Metadata-Version: 2.4
Name: opspilot-ai
Version: 0.1.2
Summary: AI-powered production incident analysis tool using multi-agent systems
Home-page: https://github.com/choudharikiranv15/OpsPilot-AI
Author: Kiran Vijaykumar Choudhari
Author-email: Kiran Vijaykumar Choudhari <choudharikiranv2003@gmail.com>
License: MIT
Project-URL: Homepage, https://github.com/choudharikiranv15/OpsPilot-AI
Project-URL: Documentation, https://github.com/choudharikiranv15/OpsPilot-AI#readme
Project-URL: Repository, https://github.com/choudharikiranv15/OpsPilot-AI
Project-URL: Bug Tracker, https://github.com/choudharikiranv15/OpsPilot-AI/issues
Project-URL: Changelog, https://github.com/choudharikiranv15/OpsPilot-AI/releases
Keywords: ai,mlops,devops,incident-analysis,sre,production-monitoring,agentic-ai,multi-agent,llm,observability,incident-response,automation
Classifier: Development Status :: 3 - Alpha
Classifier: Intended Audience :: Developers
Classifier: Intended Audience :: System Administrators
Classifier: Topic :: Software Development :: Debuggers
Classifier: Topic :: System :: Monitoring
Classifier: Topic :: Software Development :: Quality Assurance
Classifier: License :: OSI Approved :: MIT License
Classifier: Operating System :: OS Independent
Classifier: Programming Language :: Python :: 3
Classifier: Programming Language :: Python :: 3.8
Classifier: Programming Language :: Python :: 3.9
Classifier: Programming Language :: Python :: 3.10
Classifier: Programming Language :: Python :: 3.11
Classifier: Programming Language :: Python :: 3.12
Classifier: Environment :: Console
Classifier: Typing :: Typed
Requires-Python: >=3.8
Description-Content-Type: text/markdown
License-File: LICENSE
Requires-Dist: typer>=0.9.0
Requires-Dist: rich>=13.0.0
Requires-Dist: requests>=2.28.0
Requires-Dist: python-dotenv>=1.0.0
Provides-Extra: dev
Requires-Dist: pytest>=7.0.0; extra == "dev"
Requires-Dist: pytest-cov>=4.0.0; extra == "dev"
Requires-Dist: black>=23.0.0; extra == "dev"
Requires-Dist: flake8>=6.0.0; extra == "dev"
Requires-Dist: build>=0.10.0; extra == "dev"
Requires-Dist: twine>=4.0.0; extra == "dev"
Provides-Extra: redis
Requires-Dist: redis>=4.5.0; extra == "redis"
Provides-Extra: aws
Requires-Dist: boto3>=1.26.0; extra == "aws"
Provides-Extra: k8s
Requires-Dist: kubernetes>=25.0.0; extra == "k8s"
Provides-Extra: all
Requires-Dist: redis>=4.5.0; extra == "all"
Requires-Dist: boto3>=1.26.0; extra == "all"
Requires-Dist: kubernetes>=25.0.0; extra == "all"
Dynamic: author
Dynamic: home-page
Dynamic: license-file
Dynamic: requires-python

# OpsPilot-AI 🤖

[![PyPI version](https://badge.fury.io/py/opspilot-ai.svg)](https://pypi.org/project/opspilot-ai/)
[![Python 3.8+](https://img.shields.io/badge/python-3.8+-blue.svg)](https://www.python.org/downloads/)
[![License: MIT](https://img.shields.io/badge/License-MIT-yellow.svg)](https://opensource.org/licenses/MIT)

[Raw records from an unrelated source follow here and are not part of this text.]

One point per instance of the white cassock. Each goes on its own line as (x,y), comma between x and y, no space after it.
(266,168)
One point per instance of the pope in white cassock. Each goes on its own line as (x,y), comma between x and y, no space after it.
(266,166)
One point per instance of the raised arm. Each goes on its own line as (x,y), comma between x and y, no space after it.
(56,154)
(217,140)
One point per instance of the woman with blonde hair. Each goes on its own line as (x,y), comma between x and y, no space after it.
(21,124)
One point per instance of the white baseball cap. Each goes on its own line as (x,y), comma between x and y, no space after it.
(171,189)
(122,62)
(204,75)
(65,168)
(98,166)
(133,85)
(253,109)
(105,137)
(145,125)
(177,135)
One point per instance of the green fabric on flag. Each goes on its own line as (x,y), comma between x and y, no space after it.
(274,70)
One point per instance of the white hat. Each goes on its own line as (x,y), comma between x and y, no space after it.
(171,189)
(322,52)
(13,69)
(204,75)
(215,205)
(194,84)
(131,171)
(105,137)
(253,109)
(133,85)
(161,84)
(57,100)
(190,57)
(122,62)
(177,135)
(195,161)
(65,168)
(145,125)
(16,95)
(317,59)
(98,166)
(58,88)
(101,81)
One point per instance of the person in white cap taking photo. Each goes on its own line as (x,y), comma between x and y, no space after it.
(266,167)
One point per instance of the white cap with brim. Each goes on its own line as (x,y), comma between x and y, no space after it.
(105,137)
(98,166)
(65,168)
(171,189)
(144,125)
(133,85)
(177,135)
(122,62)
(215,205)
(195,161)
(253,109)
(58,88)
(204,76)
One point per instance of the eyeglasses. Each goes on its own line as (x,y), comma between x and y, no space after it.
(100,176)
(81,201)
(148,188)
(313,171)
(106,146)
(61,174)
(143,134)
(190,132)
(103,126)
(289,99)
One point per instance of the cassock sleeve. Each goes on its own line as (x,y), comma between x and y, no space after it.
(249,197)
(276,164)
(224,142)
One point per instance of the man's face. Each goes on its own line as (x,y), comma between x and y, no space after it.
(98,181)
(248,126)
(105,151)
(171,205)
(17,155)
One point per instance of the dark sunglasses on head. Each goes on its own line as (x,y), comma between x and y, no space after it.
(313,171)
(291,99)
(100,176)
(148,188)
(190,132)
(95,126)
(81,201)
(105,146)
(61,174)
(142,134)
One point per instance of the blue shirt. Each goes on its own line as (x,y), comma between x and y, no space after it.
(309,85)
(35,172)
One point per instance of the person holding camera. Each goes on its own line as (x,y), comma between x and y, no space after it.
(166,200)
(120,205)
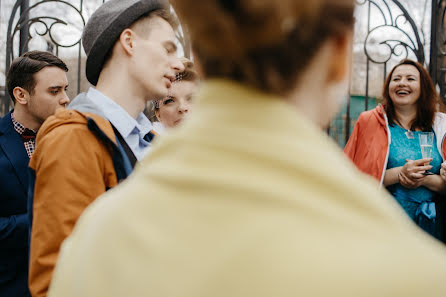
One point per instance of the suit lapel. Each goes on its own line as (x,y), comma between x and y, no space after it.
(14,149)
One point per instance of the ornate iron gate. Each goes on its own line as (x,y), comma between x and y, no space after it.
(52,25)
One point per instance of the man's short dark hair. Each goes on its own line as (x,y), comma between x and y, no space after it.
(22,70)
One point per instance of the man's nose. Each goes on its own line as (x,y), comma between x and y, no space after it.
(177,65)
(184,106)
(64,100)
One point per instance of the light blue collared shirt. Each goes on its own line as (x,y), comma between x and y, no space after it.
(133,131)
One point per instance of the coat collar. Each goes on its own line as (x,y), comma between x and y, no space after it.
(14,149)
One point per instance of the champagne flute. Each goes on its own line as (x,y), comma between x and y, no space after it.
(426,142)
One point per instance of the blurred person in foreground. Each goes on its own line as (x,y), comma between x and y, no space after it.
(385,144)
(37,84)
(249,196)
(88,148)
(173,109)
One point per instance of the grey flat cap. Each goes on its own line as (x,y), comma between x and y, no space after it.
(105,26)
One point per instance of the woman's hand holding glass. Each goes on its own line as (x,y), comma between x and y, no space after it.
(412,173)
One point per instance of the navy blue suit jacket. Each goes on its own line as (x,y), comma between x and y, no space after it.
(14,221)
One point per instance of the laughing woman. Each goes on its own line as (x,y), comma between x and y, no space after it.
(385,144)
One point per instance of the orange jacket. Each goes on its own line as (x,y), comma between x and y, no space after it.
(368,145)
(68,178)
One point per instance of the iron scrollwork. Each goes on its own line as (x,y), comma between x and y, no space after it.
(396,36)
(42,25)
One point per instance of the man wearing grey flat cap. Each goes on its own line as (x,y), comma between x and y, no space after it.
(88,148)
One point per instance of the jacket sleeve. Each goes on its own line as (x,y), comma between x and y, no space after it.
(14,231)
(71,171)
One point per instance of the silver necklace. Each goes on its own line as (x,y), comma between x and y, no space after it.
(409,134)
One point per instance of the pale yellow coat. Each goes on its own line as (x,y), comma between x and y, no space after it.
(247,199)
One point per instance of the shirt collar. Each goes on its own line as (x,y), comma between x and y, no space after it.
(120,118)
(19,128)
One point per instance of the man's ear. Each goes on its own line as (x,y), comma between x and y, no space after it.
(127,40)
(21,95)
(339,66)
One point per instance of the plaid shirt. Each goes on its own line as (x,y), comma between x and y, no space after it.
(30,145)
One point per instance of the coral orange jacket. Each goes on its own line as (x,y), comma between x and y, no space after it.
(368,145)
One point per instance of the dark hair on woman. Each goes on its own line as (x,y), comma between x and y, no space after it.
(425,104)
(22,70)
(265,44)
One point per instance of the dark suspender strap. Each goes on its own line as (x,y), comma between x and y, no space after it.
(126,147)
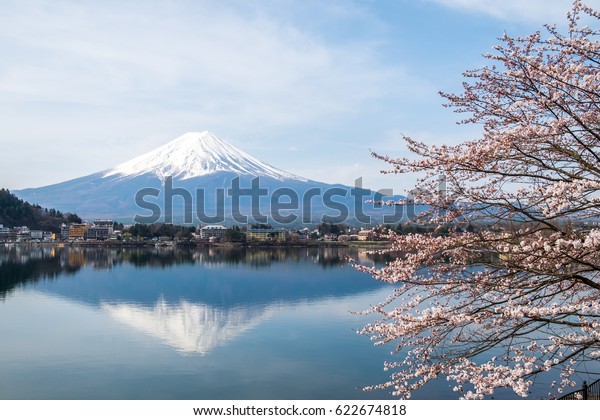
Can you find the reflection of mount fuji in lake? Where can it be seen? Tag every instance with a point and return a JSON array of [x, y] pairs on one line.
[[193, 300], [189, 327], [219, 278]]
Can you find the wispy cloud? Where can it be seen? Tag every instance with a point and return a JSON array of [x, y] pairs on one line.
[[539, 11]]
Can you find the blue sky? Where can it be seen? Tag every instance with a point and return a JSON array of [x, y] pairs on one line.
[[308, 86]]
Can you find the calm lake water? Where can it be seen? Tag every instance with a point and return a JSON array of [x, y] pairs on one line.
[[202, 324], [276, 324]]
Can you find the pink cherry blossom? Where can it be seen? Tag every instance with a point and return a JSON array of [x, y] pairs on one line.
[[520, 295]]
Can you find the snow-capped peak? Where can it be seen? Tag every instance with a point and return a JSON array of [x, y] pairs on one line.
[[197, 154]]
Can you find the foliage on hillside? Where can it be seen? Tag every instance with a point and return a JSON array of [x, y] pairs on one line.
[[16, 212]]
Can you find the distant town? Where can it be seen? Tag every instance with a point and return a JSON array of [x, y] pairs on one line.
[[163, 234]]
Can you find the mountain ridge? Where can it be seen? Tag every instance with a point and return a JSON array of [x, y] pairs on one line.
[[196, 154], [199, 177]]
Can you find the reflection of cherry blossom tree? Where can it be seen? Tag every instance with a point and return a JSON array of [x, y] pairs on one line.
[[520, 295]]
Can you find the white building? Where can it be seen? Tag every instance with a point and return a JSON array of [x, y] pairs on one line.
[[212, 231]]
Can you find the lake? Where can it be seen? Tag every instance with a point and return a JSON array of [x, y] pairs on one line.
[[215, 323], [207, 323]]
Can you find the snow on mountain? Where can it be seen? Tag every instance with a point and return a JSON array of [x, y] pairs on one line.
[[197, 154]]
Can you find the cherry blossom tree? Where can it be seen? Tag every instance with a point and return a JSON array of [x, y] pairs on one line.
[[496, 306]]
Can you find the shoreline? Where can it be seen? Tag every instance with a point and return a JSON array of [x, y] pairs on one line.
[[194, 244]]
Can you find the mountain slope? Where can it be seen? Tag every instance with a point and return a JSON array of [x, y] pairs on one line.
[[197, 176], [194, 155]]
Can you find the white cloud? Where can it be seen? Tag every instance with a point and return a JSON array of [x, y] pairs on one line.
[[87, 73], [539, 11]]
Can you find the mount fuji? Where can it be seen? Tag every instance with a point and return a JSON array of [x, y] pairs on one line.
[[196, 178]]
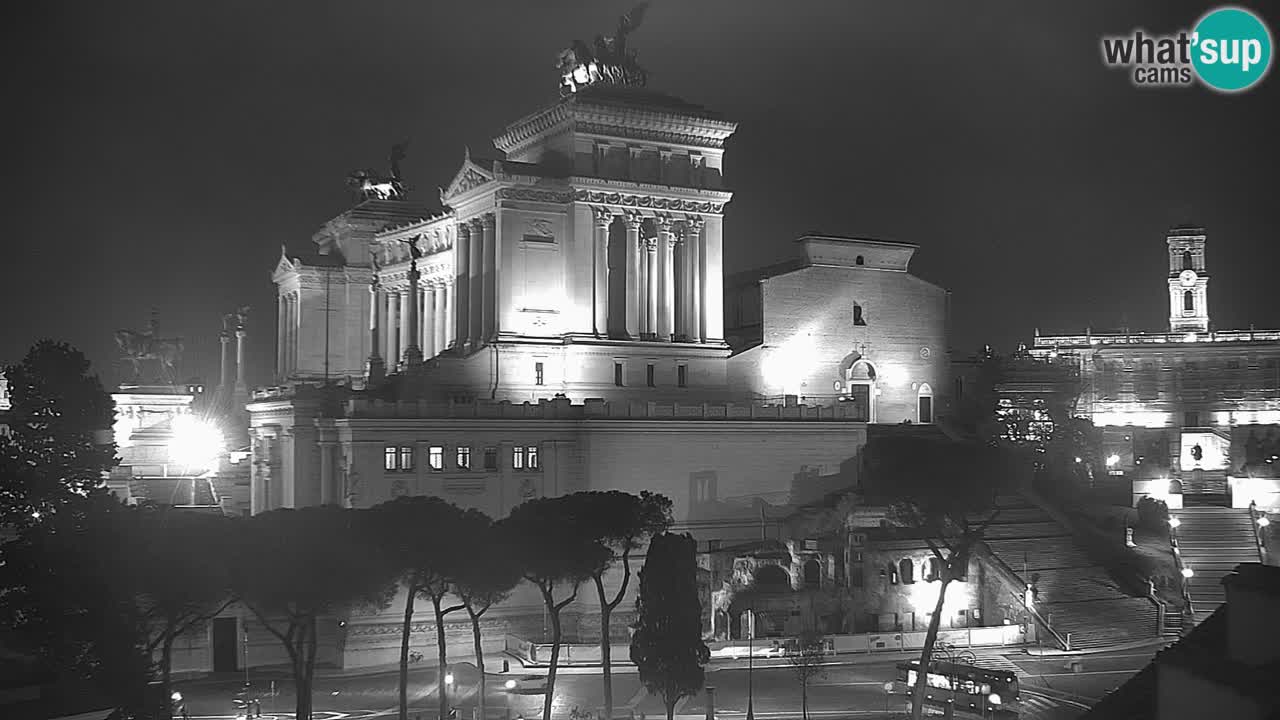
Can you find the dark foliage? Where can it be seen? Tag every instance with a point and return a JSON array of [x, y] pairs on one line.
[[667, 646]]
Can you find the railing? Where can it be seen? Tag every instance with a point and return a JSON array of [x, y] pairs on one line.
[[1013, 578]]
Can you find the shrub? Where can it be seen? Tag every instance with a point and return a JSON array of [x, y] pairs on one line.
[[1152, 514]]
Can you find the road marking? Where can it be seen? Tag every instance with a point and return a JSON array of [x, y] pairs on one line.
[[1051, 698]]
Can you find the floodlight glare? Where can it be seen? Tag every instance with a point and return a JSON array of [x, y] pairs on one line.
[[196, 443]]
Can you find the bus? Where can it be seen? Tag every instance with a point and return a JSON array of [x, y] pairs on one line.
[[979, 689]]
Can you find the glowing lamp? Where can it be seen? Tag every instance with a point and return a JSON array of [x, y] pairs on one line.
[[196, 443]]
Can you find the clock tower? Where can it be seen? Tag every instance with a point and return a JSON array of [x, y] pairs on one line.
[[1188, 282]]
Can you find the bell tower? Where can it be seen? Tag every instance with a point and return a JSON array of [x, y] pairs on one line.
[[1188, 281]]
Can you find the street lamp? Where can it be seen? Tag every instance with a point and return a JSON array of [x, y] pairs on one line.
[[750, 665]]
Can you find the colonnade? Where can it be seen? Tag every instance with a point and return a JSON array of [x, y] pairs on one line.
[[666, 277], [396, 310]]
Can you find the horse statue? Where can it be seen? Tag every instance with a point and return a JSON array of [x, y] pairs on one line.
[[137, 347], [373, 186]]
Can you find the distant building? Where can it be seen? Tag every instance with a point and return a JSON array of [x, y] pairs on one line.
[[1224, 668], [560, 326], [1191, 413]]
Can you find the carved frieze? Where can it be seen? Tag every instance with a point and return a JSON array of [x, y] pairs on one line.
[[648, 201], [533, 195]]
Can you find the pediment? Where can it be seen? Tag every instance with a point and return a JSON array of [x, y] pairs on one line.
[[284, 265], [469, 177]]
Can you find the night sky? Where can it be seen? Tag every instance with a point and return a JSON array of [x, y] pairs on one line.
[[165, 150]]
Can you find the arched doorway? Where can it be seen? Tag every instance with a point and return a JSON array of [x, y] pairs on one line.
[[860, 388], [813, 574], [924, 404]]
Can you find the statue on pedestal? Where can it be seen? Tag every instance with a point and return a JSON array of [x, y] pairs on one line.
[[373, 186]]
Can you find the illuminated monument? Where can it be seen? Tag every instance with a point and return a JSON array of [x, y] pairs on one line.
[[1191, 414], [558, 324]]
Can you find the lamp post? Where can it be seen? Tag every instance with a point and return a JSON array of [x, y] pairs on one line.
[[750, 664], [510, 686]]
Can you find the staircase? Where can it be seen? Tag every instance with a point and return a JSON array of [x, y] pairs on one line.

> An intelligent agentic AI CLI tool for automated incident analysis and error resolution

OpsPilot-AI is your AI-powered Site Reliability Engineer that analyzes your projects, identifies runtime issues, and suggests safe fixes—all through a simple command-line interface.

---

## 🎯 What is OpsPilot-AI?

OpsPilot-AI uses a **multi-agent AI architecture** to understand your project's context, form hypotheses about runtime issues, and provide evidence-based fix recommendations. Think of it as having an experienced SRE on your team, available 24/7.

### Key Capabilities

- **🔍 Intelligent Context Gathering** - Automatically analyzes logs, environment variables, Docker configs, dependencies, and project structure
- **🧠 Multi-Agent Architecture** - 4 specialized agents (Planner, Verifier, Fixer, Remediation) working collaboratively
- **🌐 Multi-Provider LLM Support** - Automatic fallback across Ollama, OpenRouter, Gemini, and HuggingFace
- **✅ Evidence-Based Verification** - Validates hypotheses with collected evidence and confidence scoring
- **🛠️ Safe Fix Suggestions** - Provides dry-run suggestions with detailed rationale (never auto-applies changes)
- **💾 Redis-Based Memory** - Auto-expiring incident history with user isolation and sub-second lookups
- **🚨 Severity Classification** - Automatic P0/P1/P2/P3 incident prioritization
- **☁️ Production Log Fetching** - S3, Kubernetes, CloudWatch, and HTTP endpoint support
- **📊 Deployment Correlation** - Links incidents to recent Git deployments for faster root cause analysis

---

## 🚀 Quick Start (2 Minutes Setup)

### Step 1: Install OpsPilot-AI

```bash
pip install opspilot-ai
```

### Step 2: Setup LLM (Choose ONE Option)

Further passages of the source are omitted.